My efforts:
Let the Abelian topological group $G$ be metrized by $\rho$, which is not invariant. We want to construct an invariant metric $d$ from $\rho$.
Define $\widetilde{\rho}(x,y):=$ max{$\rho(x,y),1$}. Then define $d(x,y):=$ sup$_{z\in G}|\widetilde{\rho}(z+x,0)-\widetilde{\rho}(z+y,0)|$. The sup must exist since $\widetilde{\rho}$ is continuous and bounded between 0 and 1.
We show $d$ is an invariant metric. Obviously $d(x,y)\geq 0$, $d(x,y)=d(y,x)$, $d(x,x)=0$, and $d(x+z,y+z)=d(x,y)$.
Next we show $d(x,y)=0\implies x=y$. If $d(x,y)=0$, i.e., the sup of a nonnegative function $|\widetilde{\rho}(z+x,0)-\widetilde{\rho}(z+y,0)|$ of $z$ is zero, it must be zero for all $z\in G$ and this can only happen when $x=y$.
The remaining thing to show is the triangular inequality.
$d(x,y)=$ sup$_{z\in G}|\widetilde{\rho}(z+x,0)-\widetilde{\rho}(z+y,0)|\leq$ sup$_{z\in G}(|\widetilde{\rho}(z+x,0)-\widetilde{\rho}(z+w,0)|+|\widetilde{\rho}(z+w,0)-\widetilde{\rho}(z+y,0)|)$
$\leq$ sup$_{z\in G}|\widetilde{\rho}(z+x,0)-\widetilde{\rho}(z+w,0)|$ + sup$_{z\in G}|\widetilde{\rho}(z+w,0)-\widetilde{\rho}(z+y,0)|=d(x,w)+d(w,y)$.
We only need to show that $d$ induces the same topology as $\widetilde{\rho}$, since $\widetilde{\rho}$ is also a metric inducing the same topology as $\rho$.
Let $x\in G$ and $\epsilon>0$ be given. We need to find a $\delta>0$ such that $B_d(x,\delta)\subset B_\widetilde{\rho}(x,\epsilon)$, i.e., sup$_{z\in G}|\widetilde{\rho}(z+x,0)-\widetilde{\rho}(z+y,0)|<\delta\implies\widetilde{\rho}(x,y)<\epsilon$.

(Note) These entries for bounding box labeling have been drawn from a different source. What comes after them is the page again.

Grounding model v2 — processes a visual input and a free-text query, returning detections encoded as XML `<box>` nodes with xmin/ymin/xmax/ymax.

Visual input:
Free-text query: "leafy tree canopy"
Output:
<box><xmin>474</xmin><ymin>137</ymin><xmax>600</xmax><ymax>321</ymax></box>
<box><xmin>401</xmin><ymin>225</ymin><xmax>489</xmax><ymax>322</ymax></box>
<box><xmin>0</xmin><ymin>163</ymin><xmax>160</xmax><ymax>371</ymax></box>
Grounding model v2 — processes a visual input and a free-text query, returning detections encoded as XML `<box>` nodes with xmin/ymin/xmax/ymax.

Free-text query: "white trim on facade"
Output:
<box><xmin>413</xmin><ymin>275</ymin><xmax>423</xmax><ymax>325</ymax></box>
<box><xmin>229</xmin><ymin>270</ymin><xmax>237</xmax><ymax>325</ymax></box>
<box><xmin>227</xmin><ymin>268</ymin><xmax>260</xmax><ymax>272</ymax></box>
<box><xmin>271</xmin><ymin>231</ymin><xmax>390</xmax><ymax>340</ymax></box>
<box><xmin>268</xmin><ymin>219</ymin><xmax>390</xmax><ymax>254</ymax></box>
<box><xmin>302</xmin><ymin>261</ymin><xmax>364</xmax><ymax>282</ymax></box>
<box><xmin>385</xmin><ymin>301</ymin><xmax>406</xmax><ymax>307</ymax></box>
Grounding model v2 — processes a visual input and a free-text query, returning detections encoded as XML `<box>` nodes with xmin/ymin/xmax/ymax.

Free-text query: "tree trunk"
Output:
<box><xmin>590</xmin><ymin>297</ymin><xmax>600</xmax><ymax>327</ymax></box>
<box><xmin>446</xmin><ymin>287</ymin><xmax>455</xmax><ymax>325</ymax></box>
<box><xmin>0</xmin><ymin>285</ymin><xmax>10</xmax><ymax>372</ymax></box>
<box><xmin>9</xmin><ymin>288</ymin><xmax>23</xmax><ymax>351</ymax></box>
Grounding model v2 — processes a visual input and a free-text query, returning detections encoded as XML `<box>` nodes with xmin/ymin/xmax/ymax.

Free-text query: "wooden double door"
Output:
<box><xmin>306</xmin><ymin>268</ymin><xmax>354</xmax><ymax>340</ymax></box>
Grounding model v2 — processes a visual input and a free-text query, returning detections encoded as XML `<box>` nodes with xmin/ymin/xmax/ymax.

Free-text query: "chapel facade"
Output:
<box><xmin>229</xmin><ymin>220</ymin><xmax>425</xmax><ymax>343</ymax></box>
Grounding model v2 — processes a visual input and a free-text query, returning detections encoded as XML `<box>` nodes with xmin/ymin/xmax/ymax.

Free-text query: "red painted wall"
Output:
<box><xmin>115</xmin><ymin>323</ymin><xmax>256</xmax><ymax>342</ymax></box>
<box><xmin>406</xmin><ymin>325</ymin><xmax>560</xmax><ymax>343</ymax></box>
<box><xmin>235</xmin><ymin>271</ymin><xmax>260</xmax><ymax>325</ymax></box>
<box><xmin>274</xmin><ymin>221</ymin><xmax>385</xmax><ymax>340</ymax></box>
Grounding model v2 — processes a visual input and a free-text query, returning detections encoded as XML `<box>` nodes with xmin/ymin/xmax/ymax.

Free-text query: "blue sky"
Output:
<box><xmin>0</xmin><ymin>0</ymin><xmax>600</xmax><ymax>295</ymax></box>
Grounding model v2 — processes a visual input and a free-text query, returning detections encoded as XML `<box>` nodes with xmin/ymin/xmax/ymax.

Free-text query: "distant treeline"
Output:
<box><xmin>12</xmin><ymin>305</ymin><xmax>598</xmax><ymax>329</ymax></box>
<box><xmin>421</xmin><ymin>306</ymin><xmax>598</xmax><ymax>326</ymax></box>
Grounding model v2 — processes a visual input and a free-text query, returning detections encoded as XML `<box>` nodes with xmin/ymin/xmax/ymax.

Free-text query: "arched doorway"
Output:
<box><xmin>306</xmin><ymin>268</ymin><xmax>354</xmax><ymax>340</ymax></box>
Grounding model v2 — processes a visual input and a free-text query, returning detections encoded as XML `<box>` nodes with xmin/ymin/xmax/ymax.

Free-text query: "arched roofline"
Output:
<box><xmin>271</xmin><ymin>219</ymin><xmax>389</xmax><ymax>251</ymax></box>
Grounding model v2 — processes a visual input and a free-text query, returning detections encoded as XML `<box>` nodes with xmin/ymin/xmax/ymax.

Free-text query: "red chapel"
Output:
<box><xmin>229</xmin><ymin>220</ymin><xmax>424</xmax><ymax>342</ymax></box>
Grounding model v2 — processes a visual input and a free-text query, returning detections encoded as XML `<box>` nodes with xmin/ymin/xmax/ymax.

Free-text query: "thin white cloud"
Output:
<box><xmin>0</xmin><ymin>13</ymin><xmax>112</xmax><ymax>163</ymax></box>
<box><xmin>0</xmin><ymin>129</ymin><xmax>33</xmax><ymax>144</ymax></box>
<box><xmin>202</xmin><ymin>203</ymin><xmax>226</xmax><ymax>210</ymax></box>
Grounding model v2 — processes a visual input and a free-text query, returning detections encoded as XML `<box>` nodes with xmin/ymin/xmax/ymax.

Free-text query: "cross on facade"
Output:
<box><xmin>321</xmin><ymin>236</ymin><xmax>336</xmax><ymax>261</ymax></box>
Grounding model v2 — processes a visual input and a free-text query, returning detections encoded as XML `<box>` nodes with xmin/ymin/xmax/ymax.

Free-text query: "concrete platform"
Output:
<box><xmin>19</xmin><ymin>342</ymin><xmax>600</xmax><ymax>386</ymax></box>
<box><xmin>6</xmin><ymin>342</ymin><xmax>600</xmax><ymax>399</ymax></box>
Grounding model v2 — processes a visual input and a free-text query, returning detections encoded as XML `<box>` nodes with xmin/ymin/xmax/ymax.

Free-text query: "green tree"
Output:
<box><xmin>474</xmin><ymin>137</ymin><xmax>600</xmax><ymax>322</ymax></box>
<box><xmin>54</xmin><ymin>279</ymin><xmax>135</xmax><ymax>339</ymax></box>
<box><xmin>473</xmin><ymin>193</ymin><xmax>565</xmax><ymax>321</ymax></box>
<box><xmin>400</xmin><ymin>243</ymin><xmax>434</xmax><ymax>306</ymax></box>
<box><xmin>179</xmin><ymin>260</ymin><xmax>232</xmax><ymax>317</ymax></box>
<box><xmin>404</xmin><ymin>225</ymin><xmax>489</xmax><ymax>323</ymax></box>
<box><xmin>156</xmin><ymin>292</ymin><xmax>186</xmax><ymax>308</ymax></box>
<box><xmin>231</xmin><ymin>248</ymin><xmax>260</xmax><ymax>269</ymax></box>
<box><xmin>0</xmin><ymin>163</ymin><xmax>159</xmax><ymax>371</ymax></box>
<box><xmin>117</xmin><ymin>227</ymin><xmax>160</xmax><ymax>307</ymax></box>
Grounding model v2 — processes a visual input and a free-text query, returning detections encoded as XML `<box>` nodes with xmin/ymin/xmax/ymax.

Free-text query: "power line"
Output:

I don't know how to find $\delta$.
The required claim is a corollary of well-known theorem (see, for instance, [AT, Corollary 3.3.13]) stating that a $T_0$ topological group is metrizable by a left-invariant metric iff it is first-countable. The proof of the theorem is well-known but rather long and technical. If you need details, I can copy for you the respective pages (151-155) from [AT].
On the other hand, I started the list of my publications from the paper [R] on constructing metrics on topological groups and I don’t see a direct construction of an invariant metric $d$ from the given metric $\rho$. Although, of course, I can miss some simple way, I guess we can encounter problems in straightforward attempts. For instance, if in your example we take $G=\Bbb R$ with $\rho(x,y)=|x^3-y^3|$, for each $x,y\in\Bbb R$ then we obtain $d(x,y)=1$ for each distinct $x,y\in\Bbb R$.
References
[AT] Alexander Arhangel'skii, Mikhail Tkachenko, Topological groups and related structures, Atlantis Press, Paris; World Sci. Publ., NJ, 2008.
[R] Alex Ravsky A. On extension of (pseudo-)metrics from subgroup of topological group onto the group, Matematychni Studii {\bf 11}:1 (1999) 31–39. (Example 2 is wrong and so Remark 7 should be modified too).